One way to approach this type of decision is to apply a branch of mathematics known as fuzzy logic. Fuzzy logic has been applied to decision-making problems in a wide spectrum of applications in the field of operations management [15]. Due to the strong similarities between the different applications in this field, fuzzy logic could also be considered a feasible method to redirect decision making.
Fuzzy logic has gained great relevance due to the variety of its applications, which range from the control of complex industrial processes to the design of artificial devices for automatic deduction, through to the construction of electronic devices for home use and entertainment, as well as diagnostic systems [16].
Similar solutions to the one proposed in this study have been developed for traditional wind turbine applications [17,18]. Fuzzy logic has been used in the health sector in the development of a decision support system for the diagnosis of diabetes mellitus [19]. There are also studies that have used fuzzy logic to optimize the location of onshore wind turbines [20]. Xue et al. proposed a fuzzy model for offshore wind turbines in China, while Abdelmassih et al. proposed a fuzzy logic solution for wind farm applications in the USA. Smith et al. optimized wind turbine placement using fuzzy logic. However, in this research context, there is a gap in digital tools for decision making, and although there are existing proposals, they do not have the same application. This work thus focused on providing a solution for this specific application, within a scalable context.
The use of the fuzzy methodology based on the theory of fuzzy sets allows the management of uncertainty and imprecision in the data. By employing fuzzy logic, one can model and analyze variables that are not easily quantifiable, or assignment ranges that have a subjective nature [21,22,23,24]. The fuzzy logic models used in the article, present advantages such as uncertainty management, flexibility, intuitive interpretation, and the integration of expert knowledge. However, there are other models and approaches that could also be considered, such as multicriteria analysis, traditional statistical methods, mathematical programming models, and approaches based on machine learning and artificial intelligence.
Therefore, in this work, a set of fuzzy rules and membership functions that describe the relationships between the variables and their linguistic values are required. These rules and functions allow us to evaluate the quality of the location of marine turbines in a more precise and adaptable way to tailor to the specific conditions of the environment [25,26,27]. There are also programs that aim to help in the selection of turbines to take advantage of the energy not used in hydraulic networks. Fuzzy logic also provides a practical and efficient tool to optimize energy recovery in this type of system [28].
The objective of this study was to design and develop a fuzzy-logic-based computer program to support the selection of tidal turbines locations to take advantage of the energy that can be obtained from the movements of ocean and sea currents. This design provides an applied and efficient way to optimize installation selection for tidal turbines and power generation from ocean currents. In addition, it was validated and evaluated through different case studies, which supports its usefulness and precision in decision-making. The novelty of this study lies in the development of a digital tool based on fuzzy logic for the selection and evaluation of tidal turbine locations. This digital tool provides a scalable application environment. The input variables of this application are the hydrodynamic parameters and conditions of the study area (current speed, depth of the water sheet, water temperature, and salinity). From these, it is possible to estimate the corresponding performance that different types of turbines will present [29,30]. The result obtained from the developed program is the level of feasibility of a given location based on its intrinsic characteristics for the installation of this type of power generation system.
The next section details the design of the fuzzy logic system, including the criteria on which it has been based, as well as the design and implementation of the digital tool itself. Then, in the Results section, the interface of this fuzzy logic tool is shown, together with the application to specific practical cases, analyzing them with respect to the key parameters. Finally, the discussions and conclusions about the work are presented.

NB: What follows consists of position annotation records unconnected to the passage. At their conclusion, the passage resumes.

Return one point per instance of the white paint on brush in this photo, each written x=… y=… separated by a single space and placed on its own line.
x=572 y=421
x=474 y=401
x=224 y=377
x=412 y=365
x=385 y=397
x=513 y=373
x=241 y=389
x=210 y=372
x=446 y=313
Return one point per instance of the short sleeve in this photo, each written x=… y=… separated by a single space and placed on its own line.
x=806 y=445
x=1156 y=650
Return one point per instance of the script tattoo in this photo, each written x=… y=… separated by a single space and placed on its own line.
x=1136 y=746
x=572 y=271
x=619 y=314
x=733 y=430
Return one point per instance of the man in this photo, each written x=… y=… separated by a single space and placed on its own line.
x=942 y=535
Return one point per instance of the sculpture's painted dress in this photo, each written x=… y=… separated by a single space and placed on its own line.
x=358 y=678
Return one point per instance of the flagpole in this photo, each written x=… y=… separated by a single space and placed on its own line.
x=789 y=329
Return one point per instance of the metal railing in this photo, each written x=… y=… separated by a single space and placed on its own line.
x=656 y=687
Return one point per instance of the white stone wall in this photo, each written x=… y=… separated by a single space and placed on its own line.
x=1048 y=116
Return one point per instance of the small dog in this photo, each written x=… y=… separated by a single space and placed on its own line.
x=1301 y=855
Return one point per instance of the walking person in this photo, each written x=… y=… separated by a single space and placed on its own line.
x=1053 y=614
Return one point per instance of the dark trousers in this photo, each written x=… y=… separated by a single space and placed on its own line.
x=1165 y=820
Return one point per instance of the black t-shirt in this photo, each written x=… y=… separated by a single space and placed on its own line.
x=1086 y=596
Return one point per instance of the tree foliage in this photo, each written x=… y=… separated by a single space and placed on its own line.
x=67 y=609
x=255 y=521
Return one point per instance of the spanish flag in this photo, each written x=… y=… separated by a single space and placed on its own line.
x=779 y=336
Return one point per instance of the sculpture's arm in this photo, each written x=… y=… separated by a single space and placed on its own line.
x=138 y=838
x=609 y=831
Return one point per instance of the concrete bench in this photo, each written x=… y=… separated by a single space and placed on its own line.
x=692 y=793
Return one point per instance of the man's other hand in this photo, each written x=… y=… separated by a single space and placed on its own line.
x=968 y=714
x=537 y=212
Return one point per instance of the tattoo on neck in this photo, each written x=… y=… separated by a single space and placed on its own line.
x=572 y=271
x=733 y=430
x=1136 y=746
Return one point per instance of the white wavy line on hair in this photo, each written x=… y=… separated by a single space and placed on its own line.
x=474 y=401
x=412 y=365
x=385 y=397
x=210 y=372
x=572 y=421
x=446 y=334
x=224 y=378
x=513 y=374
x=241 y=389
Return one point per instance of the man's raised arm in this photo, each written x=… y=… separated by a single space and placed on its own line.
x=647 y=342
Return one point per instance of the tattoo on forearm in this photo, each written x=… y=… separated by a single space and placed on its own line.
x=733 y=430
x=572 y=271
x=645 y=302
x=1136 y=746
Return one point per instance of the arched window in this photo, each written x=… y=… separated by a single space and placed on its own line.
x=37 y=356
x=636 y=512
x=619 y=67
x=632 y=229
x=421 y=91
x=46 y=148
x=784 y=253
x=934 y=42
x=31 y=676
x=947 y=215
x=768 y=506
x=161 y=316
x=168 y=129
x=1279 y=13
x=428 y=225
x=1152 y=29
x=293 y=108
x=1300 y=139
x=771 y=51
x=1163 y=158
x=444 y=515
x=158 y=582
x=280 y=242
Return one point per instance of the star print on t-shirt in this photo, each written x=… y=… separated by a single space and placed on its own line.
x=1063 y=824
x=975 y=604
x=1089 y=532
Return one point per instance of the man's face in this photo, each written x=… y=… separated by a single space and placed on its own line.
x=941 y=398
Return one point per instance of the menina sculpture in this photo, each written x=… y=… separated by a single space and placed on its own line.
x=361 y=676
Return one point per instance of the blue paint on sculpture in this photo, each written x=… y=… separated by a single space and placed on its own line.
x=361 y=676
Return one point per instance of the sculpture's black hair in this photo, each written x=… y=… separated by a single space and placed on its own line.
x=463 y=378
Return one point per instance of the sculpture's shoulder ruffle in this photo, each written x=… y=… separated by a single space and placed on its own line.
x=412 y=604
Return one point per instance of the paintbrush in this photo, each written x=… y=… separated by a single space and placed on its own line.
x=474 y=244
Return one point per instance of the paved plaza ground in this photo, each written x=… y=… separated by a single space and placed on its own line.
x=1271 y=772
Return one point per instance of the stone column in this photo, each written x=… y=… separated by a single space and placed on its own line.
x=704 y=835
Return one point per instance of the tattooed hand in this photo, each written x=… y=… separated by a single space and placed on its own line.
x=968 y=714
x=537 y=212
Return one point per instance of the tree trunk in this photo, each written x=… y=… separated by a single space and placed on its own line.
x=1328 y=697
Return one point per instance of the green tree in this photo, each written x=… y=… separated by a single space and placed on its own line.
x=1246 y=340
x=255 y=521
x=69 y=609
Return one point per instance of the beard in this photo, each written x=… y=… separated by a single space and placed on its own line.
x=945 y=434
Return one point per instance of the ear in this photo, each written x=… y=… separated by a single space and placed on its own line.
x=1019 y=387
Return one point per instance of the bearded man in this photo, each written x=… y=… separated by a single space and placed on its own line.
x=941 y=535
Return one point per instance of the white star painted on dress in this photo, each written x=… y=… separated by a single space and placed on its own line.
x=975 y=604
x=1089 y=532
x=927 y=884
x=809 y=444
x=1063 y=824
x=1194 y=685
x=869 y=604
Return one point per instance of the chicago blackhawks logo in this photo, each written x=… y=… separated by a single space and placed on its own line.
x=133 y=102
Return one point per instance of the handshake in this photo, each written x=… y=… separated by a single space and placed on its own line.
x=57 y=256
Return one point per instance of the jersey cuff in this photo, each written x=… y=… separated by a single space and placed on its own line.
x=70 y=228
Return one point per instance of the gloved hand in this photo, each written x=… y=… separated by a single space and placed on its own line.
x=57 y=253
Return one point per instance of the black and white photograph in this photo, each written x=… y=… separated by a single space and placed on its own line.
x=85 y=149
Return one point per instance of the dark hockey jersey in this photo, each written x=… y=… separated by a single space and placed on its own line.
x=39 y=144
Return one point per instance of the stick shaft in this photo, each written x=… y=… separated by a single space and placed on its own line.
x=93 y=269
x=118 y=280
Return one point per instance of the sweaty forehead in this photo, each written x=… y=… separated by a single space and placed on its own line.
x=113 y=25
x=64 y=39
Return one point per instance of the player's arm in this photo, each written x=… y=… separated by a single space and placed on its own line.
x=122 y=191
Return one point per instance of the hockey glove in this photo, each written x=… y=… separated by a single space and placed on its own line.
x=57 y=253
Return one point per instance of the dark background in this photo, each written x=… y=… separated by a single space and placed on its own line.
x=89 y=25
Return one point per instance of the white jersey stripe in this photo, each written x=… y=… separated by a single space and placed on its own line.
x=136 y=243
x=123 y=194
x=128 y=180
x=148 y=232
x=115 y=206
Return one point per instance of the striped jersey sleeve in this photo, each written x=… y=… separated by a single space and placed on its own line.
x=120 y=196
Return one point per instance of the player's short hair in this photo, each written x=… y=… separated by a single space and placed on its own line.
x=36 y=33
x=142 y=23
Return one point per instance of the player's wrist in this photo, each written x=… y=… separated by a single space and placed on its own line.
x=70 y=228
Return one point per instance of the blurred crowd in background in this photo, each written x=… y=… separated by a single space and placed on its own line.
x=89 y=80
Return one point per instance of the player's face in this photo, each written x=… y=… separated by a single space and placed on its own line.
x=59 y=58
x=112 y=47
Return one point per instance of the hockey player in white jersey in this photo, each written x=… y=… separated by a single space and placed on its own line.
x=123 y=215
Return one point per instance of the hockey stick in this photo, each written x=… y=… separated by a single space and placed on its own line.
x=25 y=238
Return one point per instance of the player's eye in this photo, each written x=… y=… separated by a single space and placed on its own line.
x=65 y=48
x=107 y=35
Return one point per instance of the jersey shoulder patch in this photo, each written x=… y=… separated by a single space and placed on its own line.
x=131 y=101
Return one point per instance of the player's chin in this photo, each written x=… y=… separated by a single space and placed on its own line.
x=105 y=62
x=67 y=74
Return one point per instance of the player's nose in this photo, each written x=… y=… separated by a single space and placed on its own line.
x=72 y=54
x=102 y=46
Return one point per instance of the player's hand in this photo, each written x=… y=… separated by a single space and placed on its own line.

2. Fuzzy Logic System Design and Methodology

2.1. System Design Criteria

In this study, a digital tool was designed for the evaluation of the location of tidal turbines. The most important parameters for optimizing the placement of a tidal turbine include the placement depth, velocity of the sea current, salinity, temperature, density, and viscosity of the water. The proper placement depth is an important factor affecting the performance of the turbine because this allows sufficient water flow for the turbine to generate power. The sea depth affects the time of its maintenance. The speed of the sea current is a critical factor that affects the performance of the turbine. A constant and strong current of water is necessary to generate a sufficient amount of energy. The salinity, temperature, and density of the water are also important in the design. Reducing the viscosity of the water can reduce the efficiency of the turbine and must be considered in the selection of the turbine design [31,32,33].
The design criteria for the digital tool presented are as follows:
-
Evaluation of the installation of a turbine based on its location;
-
Parameters of salinity, temperature, currents and depth obtained by selecting the location on an interactive map;
-
Viscosity parameter depending on the temperature and salinity of the selected location;
-
Density parameter depending on the temperature and salinity of the selected location;
-
Turbine depth parameter entered by the user in a variable data field;
-
Evaluation of the possible cases of success of the installation through fuzzy logic;
-
Presentation of the possible cases in graphs by probability ranges;
-
Presentation of the probability of success of the installation;
The scheme of the designed digital system, based on the previous criteria, is presented in Figure 1. By selecting a location for the placement of the turbine on a world map, data on salinity, temperature, currents and depth are obtained from different sources [34,35,36,37]. Therefore, it is not necessary for the user to indicate to the designed system the parameters corresponding to the area where the turbine is going to be installed, since these can be obtained with the geographic location as the only input parameter. From these parameters, through interpolation, the values of the viscosity and the density of water for the selected location are obtained directly from the geographical location. All these parameters, together with the selection of the turbine depth, are the input parameters into the designed fuzzy logic system. The output of the fuzzy logic system provides the graphs by ranges of memberships, as well as the percent probability of success of the installation.

2.2. Fuzzy Logic Design

The fuzzy logic design was based on the membership of the key parameters within typical ranges, where the probability of success, based on the operation of the turbine, can be optimized. A table (Table 1) was established with membership ranges, classifying the value of the parameters as very low, low, medium, high, or very high. Likewise, a color code is established for these ranges, depending on their suitability. Green is the best range for turbine installation, followed by yellow and orange, with red being the worst. The values in this table, and their corresponding sources, are given in detail for each parameter.
Tidal turbines are designed to operate in a wide range of seawater temperatures, from near-freezing cold water to near-surface warm water. However, the temperature of the water can affect the performance and efficiency of the turbine, so the specific environmental conditions at the installation site must be taken into account. If the water temperature is too low, the density of the water will increase and this can affect the flow of the water and reduce the efficiency of the turbine. On the other hand, if the water temperature is too high, this can affect the stability and life of the turbine components. In general, tidal turbines are designed to operate in waters with typical seawater temperatures, which can range from 10 °C to 30 °C. It is important to carry out a detailed study of the environmental conditions and the turbine in question to determine the optimum level of water temperature for its installation. As observed in Table 1, temperatures below 10 °C are considered to be negative for the placement of turbines, ruling out temperatures below 5 °C.
The typical salinity of seawater is around 35 g/L, so tidal turbines are usually designed to operate in water with a salinity of at least 30 g/L. Salinity above 37 g/L begins to be detrimental to the turbine, and water with salinity above 39 g/L rules out the possibility of turbines, as can be seen in Table 1.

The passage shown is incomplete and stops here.